By Group "NLPQuartet," written by Kwan Wing Ching and Kwok Tsun Hei
Our project aims to investigate whether stock features react more towards news sentiment or social media sentiment, thus determine the predictability of these media channels on stock performance to improve data-driven decision making for investors.
As our very first blog post, we'd like to share our data collection journey.
Reflecting on our Strategy
We first established data standards, which outline the data items needed and how they should be collected. Originally, we had a lot of discussion as we pondered how to ensure the credibility of the news source, and how to select leading news providers in order to minimize reoccurence of articles that are republished. Then, we debated if that by itself is an issue because republished articles reflect the weight and impact of said articles on the Internet, etc.
However, limited public news database access rendered a lot of these conceptual and theoretical considerations futile. Given Selenium access restrictions on a lot of sites, we faced many obstacles in the scraping process, so we finally resorted to using only Reuters. It is unfortunate that we could not base our study on more news sources; Despite that, this process has taught us that it isn't until we ‘get our hands dirty’ with the data mining process that we realize the quality and completeness of data that we’re dealt with.

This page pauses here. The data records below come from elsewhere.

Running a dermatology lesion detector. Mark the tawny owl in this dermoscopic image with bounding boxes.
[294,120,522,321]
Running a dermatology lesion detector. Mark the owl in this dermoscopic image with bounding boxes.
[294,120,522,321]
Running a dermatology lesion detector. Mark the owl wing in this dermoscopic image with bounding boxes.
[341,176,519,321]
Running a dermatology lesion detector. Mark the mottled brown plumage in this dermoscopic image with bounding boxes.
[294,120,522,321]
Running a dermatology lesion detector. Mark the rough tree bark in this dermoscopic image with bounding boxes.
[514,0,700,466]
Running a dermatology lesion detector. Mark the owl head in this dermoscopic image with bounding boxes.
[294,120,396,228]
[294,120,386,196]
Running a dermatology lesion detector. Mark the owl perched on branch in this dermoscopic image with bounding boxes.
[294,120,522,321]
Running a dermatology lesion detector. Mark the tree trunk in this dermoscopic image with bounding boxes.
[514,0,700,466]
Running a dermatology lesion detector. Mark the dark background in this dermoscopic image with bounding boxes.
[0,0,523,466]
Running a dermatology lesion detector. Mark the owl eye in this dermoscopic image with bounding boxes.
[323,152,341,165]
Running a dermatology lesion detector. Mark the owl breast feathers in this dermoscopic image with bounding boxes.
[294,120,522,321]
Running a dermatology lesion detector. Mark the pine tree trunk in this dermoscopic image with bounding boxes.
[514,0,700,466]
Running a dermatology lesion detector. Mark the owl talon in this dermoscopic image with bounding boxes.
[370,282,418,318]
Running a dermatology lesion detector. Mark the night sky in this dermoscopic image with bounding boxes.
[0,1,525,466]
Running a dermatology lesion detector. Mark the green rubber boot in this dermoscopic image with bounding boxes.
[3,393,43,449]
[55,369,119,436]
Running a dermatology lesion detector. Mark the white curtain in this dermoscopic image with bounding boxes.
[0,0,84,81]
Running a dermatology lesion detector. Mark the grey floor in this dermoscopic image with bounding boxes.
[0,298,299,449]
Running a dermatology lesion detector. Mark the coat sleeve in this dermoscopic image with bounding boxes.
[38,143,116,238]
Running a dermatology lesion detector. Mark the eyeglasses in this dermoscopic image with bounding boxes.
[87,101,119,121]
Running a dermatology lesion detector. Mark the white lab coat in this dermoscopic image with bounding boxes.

Scrape Financial News Data
When we were doing web scraping on Reuters using selenium, we found that sometimes the HTML elements were not stored into the list we prepared. It is because there may be a connection issue on the webpage. To solve this issue, we set the time.sleep as well as using a for loop to perform 3 attempts on storing the HTML elements, in order to get every HTML element we need on every page.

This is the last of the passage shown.